Good versioning and metadata make releases predictable, debuggable, and compliant.
Concept explained simply
Think of your model registry like a library:
- Each model version is a new edition of the same book.
- Metadata is the library card: who wrote it, when, which printing press (code), which paper (data), quality score (metrics), and how to find it again.
Mental model
Version = immutable snapshot of artifacts + rich metadata. Stages (e.g., Staging, Production) are movable labels pointing to specific versions.
Core components you need
- Model artifact: file(s) you deploy (e.g., model.onnx, tokenizer.json).
- Versioning scheme: e.g., semantic versioning MAJOR.MINOR.PATCH or auto-incremented numeric versions.
- Metadata fields:
- Identity: model name, version, stage (Dev/Staging/Production), owners.

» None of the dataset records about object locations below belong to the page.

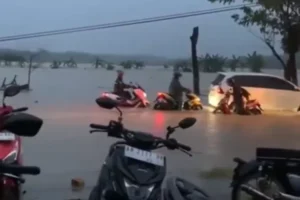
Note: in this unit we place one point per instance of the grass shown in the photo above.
(217, 173)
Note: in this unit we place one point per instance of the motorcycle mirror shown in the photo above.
(10, 91)
(106, 103)
(187, 122)
(110, 194)
(22, 124)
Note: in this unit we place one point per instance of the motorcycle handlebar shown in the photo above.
(22, 109)
(254, 193)
(98, 126)
(103, 128)
(184, 147)
(17, 169)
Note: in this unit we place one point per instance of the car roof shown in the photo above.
(230, 74)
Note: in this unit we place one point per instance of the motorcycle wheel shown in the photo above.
(186, 106)
(156, 106)
(236, 192)
(94, 195)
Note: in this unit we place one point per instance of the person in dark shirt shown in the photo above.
(238, 93)
(119, 85)
(176, 89)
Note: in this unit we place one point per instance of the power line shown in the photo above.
(124, 23)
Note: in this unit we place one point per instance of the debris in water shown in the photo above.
(77, 184)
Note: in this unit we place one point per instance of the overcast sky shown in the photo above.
(218, 32)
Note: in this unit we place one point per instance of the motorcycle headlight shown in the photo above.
(11, 157)
(137, 192)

- Lineage: code commit/commit tag, training pipeline run ID, feature store version.
- Data: dataset snapshot ID or hash, time window, sampling rules.
- Training: hyperparameters, random seeds, hardware, training time.

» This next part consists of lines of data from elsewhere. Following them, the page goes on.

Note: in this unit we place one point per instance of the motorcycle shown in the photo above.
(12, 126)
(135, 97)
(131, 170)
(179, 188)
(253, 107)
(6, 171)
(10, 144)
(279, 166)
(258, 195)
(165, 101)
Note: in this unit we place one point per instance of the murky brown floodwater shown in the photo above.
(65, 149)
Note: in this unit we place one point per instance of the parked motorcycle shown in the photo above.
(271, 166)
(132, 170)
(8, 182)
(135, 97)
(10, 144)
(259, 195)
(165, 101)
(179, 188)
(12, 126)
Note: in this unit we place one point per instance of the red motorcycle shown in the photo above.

- Metrics: offline metrics (val/test), thresholds, confidence intervals where applicable.
- Runtime: framework version, Docker image digest, dependency lockfile hash.

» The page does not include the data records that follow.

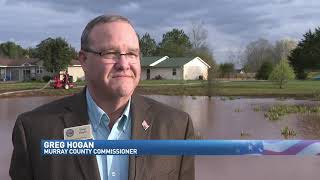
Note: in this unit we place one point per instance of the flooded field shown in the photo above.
(218, 118)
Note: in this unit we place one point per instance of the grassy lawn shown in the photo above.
(295, 88)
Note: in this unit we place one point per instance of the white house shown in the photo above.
(21, 69)
(28, 69)
(181, 68)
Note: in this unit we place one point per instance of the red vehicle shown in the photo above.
(66, 82)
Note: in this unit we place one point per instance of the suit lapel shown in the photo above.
(139, 113)
(76, 115)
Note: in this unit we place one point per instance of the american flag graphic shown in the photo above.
(291, 147)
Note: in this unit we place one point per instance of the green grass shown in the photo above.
(295, 88)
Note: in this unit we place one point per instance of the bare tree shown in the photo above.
(283, 48)
(198, 35)
(258, 52)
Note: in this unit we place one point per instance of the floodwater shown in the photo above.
(212, 119)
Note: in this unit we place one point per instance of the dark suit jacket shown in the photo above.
(48, 122)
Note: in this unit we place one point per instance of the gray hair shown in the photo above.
(103, 19)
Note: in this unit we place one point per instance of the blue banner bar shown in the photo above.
(180, 147)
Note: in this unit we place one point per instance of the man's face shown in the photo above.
(120, 78)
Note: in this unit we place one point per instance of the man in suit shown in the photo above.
(110, 58)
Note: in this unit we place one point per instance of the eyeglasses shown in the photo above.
(114, 56)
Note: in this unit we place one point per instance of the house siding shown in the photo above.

- Compliance: PII notes, risk level, approval status, reviewer.
- Notes/Tags: free-form key–value tags, change summary, deprecation status.
- Stages/aliases: movable pointers like “Production → v12”.
- Policies: who can create, promote, deprecate, or delete versions.
Versioning strategies
- Immutable versions: once published, never change the artifacts or metadata that impact reproducibility.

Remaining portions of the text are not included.